Yeah, used to be a good place to squirrel hunt and catch the spring crappie run. I still remember the thrill of driving my old '51 DeSoto across the old iron bridge. Got more exciting every year until they closed it. Last time I crossed it, we (brother and I) had to leapfrog planks to get across in a little old Ford Falcon. Good times back then.


----------



## T-N-T (May 1, 2016)

Kayaks are in every other suv comercial.  If you pay attention to your TV, they are showing up everywhere.  Every bug box sporting goods store has a section that seems to be growing by the month.

I guess it's better to be on the water with 2 dozen other kayaks than 2 dozen 18ft bass boats.


----------



## pesce (May 1, 2016)

TopherAndTick said:


> it's better to be on the water with 2 dozen other kayaks than 2 dozen 18ft bass boats.



That right there. Any day of the week. 

Also, read an article this week that metro Atlanta will expand it's population by anther 2.5 million. So if you want some solitude, you'll need to head even farther out of the city.


----------



## TheRiverGiveth (May 1, 2016)

Hoot said:


> Put on at Rope Mill today, on my SUP, to paddle down to Toonigh Creek Falls.  Saw a ton of kayaks going there.  Saw more tons going back up.  Flotillas.  I'm talking dozens of boats.
> 
> Apparently, the secret(s) is (are) out.  Kayaks are fun.  SUPs are even more fun.  Oh, and my hidden secret (the only falls on the 'Toona) is something that apparently everyone knows about now.  As a kid, I used to ski up to those falls, then jump off of the "cliffs" next to them (merely tall rocks, with a very shallow landing, which is why this fat ol' man did not jump off of said rocks).  I don't much cotton to broken ankles, but the young kids there sure did have their fun.
> 
> Also, Rope Mill used to be an extremely cool place, back before it became a city park and everyone knew about it.  Back when you could go there and explore the old ruins, and walk across the old dam (which is now forever gone, thanks to the '09 floods).  It's a nice park now, but like Kennesaw Mountain, it is being "loved to death".  The place was absolutely jam-packed today.  Too bad the outskirts of metro Atlanta has become absolutely flooded with peeps.



I'm not advocating for more government but a "paddler's license" system is sounding better and better every day.  It wouldn't cost that much (20ish bucks) but boy would it raise some money to help keep the rivers clean and it might keep some of the unwanted *ahem* riff raff out.


----------



## OwlRNothing (May 2, 2016)

hey, maybe we can get the government to license individual paddle blades, too. You know, for a good cause like pollution or donuts for hippies.


----------



## fish hawk (May 2, 2016)

TheRiverGiveth said:


> I'm not advocating for more government but a *"paddler's license" system is sounding better and better every day.*  It wouldn't cost that much (20ish bucks) but boy would it raise some money to help keep the rivers clean and it might keep some of the unwanted *ahem* riff raff out.


No Thanks


----------



## TheRiverGiveth (May 2, 2016)

OwlRNothing said:


> hey, maybe we can get the government to license individual paddle blades, too. You know, for a good cause like pollution or donuts for hippies.

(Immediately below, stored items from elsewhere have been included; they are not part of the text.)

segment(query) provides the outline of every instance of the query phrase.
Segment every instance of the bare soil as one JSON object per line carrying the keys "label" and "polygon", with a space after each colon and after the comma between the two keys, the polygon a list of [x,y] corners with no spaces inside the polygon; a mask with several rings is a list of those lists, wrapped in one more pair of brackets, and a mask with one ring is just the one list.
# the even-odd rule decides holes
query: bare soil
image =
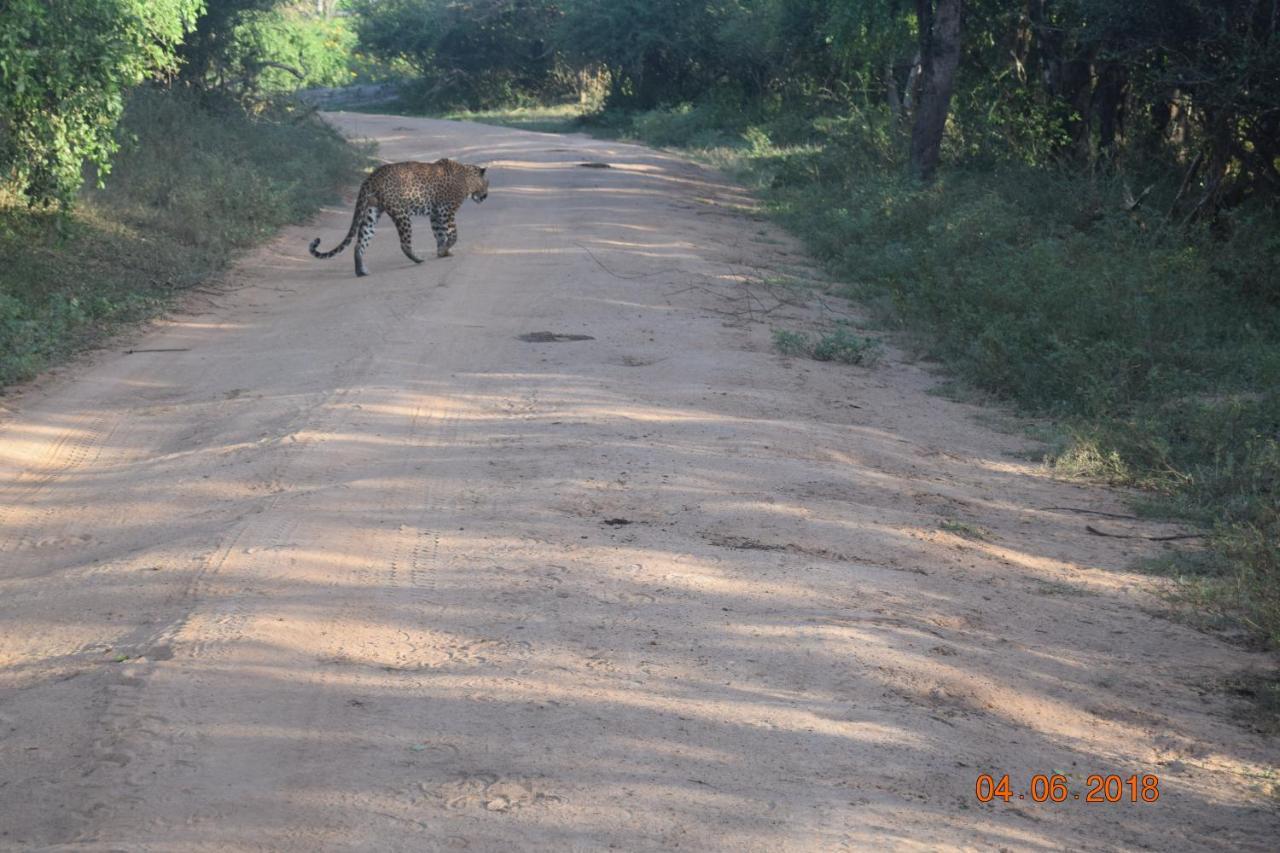
{"label": "bare soil", "polygon": [[384,221],[357,280],[307,254],[334,206],[7,398],[0,847],[1275,849],[1275,742],[1218,687],[1269,659],[1086,525],[1181,531],[1075,511],[1123,496],[892,347],[775,353],[836,306],[774,299],[805,258],[742,191],[333,121],[490,164],[452,258]]}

Hey, yea, because that's exactly what i was talking about.  It's kinda like how those pesky hunting and fishing license go to pay for "hippie stuff" like the DNR planting food plots, putting in boat ramps, or stocking fish.  That gosh dern gov'ment.


----------



## TheRiverGiveth (May 2, 2016)

fish hawk said:


> No Thanks



Any reason why not?  I hate it but something is gonna have to be done.  I float a lot of rivers around Atlanta and they are exponentially getting more crowded and more trashed.


----------



## Anvil Head (May 2, 2016)

Remove the pavement, park benches, toilets, and hiking trails and you'll cut the yak crowd by 2/3rds as well as the "public pollution" - Enforcement of existing laws and ordinances would take care of our waterways instead of greasing the palms of the corrupt with more money. We're already paying enough, but you are welcome to double up if you want to.


----------



## fish hawk (May 2, 2016)

TheRiverGiveth said:


> Any reason why not?  I hate it but something is gonna have to be done.  I float a lot of rivers around Atlanta and they are exponentially getting more crowded and more trashed.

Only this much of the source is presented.